NEW ORLEANS, Louisiana — Louisiana voters decided the state constitution will not protect access to abortions.
Amendment 1 passed with 62 percent of Louisiana voters in favor, but don't expect to see any major changes from it, at least not yet.
Amendment 1 states that nothing in the state's constitution shall be construed to protect the right to an abortion or funding of an abortion.
But what does this mean?
For now, the amendment is mostly symbolic.
Because abortion is currently legal in every state, Louisiana would only feel any real changes if the U.S. Supreme Court overturns Roe v Wade which currently guarantees access to abortions.
If that happens, each state would decide their own abortion laws.

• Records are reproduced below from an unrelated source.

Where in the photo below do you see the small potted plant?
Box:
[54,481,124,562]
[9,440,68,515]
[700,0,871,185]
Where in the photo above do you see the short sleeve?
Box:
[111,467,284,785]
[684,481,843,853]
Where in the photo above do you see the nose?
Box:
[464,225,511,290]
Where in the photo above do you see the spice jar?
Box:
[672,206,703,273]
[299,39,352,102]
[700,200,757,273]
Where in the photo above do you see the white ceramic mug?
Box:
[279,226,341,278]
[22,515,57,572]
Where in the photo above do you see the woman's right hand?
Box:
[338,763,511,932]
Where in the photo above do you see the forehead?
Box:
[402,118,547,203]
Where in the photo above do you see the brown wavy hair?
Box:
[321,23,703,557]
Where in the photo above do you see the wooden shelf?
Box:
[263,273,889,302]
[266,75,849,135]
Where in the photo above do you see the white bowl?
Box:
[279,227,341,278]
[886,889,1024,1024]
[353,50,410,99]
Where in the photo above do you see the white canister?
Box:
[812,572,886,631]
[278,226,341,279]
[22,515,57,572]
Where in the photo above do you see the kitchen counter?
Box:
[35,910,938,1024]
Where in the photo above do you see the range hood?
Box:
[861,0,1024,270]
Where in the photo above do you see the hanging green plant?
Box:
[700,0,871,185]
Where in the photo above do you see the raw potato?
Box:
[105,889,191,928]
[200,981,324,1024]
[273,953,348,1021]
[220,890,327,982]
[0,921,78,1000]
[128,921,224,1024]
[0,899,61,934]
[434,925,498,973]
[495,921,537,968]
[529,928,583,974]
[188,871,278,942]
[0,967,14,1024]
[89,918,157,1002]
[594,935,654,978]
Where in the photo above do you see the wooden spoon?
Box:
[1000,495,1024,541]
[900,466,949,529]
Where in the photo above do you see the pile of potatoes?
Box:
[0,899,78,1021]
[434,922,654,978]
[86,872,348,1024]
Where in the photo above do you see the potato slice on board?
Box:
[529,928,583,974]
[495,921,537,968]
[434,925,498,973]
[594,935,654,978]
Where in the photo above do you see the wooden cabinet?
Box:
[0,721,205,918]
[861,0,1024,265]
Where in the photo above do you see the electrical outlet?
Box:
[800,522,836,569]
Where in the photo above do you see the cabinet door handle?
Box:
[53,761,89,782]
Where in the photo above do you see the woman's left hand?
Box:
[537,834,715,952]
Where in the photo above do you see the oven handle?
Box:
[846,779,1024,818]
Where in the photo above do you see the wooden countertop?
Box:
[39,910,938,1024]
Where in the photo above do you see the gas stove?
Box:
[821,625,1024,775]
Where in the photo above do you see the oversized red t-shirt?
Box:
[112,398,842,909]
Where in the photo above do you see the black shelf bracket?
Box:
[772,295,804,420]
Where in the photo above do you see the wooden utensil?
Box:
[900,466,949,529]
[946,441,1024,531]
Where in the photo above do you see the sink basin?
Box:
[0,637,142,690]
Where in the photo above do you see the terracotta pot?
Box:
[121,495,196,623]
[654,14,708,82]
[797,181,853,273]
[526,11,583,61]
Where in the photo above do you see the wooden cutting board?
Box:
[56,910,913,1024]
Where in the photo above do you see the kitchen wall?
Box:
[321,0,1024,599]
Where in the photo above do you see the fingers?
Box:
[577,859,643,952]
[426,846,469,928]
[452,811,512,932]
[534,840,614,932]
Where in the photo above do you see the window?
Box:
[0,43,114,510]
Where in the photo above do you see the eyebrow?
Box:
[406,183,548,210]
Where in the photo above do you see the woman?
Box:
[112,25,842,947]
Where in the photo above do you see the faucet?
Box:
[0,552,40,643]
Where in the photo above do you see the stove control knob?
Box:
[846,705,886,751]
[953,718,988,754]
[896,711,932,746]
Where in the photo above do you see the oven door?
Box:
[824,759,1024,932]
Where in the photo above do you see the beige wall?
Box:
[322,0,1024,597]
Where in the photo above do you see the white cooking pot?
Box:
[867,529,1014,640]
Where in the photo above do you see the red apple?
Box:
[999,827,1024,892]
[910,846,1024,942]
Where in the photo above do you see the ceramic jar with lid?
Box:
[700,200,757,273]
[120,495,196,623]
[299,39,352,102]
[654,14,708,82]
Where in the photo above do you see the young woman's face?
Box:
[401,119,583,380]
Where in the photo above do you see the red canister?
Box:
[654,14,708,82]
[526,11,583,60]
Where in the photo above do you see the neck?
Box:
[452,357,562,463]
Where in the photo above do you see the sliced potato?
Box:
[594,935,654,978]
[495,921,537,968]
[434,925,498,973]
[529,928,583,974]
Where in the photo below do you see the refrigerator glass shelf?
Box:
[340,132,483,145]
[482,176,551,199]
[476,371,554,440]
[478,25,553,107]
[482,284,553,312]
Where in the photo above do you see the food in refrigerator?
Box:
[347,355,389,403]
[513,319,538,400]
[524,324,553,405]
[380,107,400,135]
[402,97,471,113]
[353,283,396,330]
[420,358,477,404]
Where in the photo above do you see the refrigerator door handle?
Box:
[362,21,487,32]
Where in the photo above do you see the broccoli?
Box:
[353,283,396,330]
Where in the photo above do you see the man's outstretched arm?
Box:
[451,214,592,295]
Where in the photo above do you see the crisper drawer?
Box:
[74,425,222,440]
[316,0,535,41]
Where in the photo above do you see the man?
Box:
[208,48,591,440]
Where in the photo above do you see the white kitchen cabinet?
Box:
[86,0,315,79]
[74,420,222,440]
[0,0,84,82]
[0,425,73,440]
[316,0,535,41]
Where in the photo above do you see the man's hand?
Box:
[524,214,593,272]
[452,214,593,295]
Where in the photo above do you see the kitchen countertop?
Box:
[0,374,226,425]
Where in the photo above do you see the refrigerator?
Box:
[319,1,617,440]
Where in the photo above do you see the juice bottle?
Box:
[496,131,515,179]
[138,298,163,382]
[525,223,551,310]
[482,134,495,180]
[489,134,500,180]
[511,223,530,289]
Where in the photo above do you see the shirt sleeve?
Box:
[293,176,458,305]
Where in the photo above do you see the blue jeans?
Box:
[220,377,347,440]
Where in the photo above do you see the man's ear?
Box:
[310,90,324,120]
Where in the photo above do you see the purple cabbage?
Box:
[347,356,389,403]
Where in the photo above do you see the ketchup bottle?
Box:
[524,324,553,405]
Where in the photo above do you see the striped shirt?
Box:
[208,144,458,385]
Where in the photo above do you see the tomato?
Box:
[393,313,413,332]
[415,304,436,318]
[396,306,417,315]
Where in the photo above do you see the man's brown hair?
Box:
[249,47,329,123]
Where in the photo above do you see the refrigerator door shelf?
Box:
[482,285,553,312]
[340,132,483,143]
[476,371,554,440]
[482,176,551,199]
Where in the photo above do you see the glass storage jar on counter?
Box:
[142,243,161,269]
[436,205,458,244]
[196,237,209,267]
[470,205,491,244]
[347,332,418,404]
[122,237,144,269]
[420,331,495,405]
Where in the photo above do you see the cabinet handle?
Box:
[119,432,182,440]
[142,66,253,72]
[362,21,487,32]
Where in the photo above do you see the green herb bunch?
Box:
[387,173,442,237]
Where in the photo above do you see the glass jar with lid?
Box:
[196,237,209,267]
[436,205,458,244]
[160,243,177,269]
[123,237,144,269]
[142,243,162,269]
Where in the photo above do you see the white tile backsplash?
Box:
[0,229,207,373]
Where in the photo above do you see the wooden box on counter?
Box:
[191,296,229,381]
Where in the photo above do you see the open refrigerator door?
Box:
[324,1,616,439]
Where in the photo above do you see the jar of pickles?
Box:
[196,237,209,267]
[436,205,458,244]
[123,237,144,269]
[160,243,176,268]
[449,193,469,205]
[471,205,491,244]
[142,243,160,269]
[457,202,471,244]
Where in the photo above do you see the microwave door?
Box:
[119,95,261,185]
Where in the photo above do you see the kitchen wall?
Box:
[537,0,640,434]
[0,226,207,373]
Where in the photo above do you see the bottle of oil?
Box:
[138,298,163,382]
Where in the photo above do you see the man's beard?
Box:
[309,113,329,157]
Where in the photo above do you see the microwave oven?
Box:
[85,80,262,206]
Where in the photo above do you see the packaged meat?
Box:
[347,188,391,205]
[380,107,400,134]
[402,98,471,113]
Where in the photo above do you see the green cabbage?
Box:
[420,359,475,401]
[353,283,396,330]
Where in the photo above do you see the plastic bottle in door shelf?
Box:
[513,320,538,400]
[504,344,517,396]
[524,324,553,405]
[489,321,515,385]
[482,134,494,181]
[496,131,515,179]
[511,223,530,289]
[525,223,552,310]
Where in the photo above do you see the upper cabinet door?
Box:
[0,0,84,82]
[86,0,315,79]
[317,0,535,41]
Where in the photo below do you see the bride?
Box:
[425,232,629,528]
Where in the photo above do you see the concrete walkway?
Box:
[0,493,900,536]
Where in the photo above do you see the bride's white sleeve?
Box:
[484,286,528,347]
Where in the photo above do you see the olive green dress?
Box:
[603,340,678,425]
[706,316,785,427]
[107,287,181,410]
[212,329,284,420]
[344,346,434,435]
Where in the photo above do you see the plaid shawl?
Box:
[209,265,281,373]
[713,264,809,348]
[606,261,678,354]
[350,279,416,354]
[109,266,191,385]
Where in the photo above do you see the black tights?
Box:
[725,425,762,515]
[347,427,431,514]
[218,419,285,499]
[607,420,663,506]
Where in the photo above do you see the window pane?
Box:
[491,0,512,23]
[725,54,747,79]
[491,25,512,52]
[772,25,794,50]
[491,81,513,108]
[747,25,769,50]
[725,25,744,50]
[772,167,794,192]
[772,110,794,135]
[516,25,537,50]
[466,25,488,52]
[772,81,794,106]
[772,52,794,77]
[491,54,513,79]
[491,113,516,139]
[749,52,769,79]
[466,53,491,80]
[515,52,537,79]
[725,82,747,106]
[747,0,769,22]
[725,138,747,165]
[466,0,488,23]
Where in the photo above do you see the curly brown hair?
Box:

Amendment 1 makes clear abortion rights wont be protected in the constitution or funded with state dollars which is already the case in Louisiana.
Ben Clapper with Louisiana Right to Life feels like Amendment 1 is a victory for pro-life advocates.
"What has changed today is the doors of the supreme court in the state are no longer open to abortion advocates who want supreme court justices to declare a right to abortion or even invalidate common sense laws like ultra sounds or parental consent before abortion," Clapper said.
This amendment does not ban abortions right now, but pro-choice advocates like Michelle Erenberg with Lift Louisiana worry this could restrict people's access to abortions if Roe v Sade is ever overturned.
If that happens, Louisiana has a 'trigger' law that would ban most abortions unless the mother's life was at risk.
"Abortion is still legal, people can still get abortions, however we do think this amendment will have some significant impact on the ability for advocates to expand access to abortion or to add protections, legal protections to people trying to access abortion," Erenberg said.
For now though, the biggest change is the new wording added to the constitution that could guide the future of the Louisiana's abortion laws.
The 2006 'trigger law' that would go into effect if Roe v Wade is overturned, it does not have exceptions for victims of rape or incest.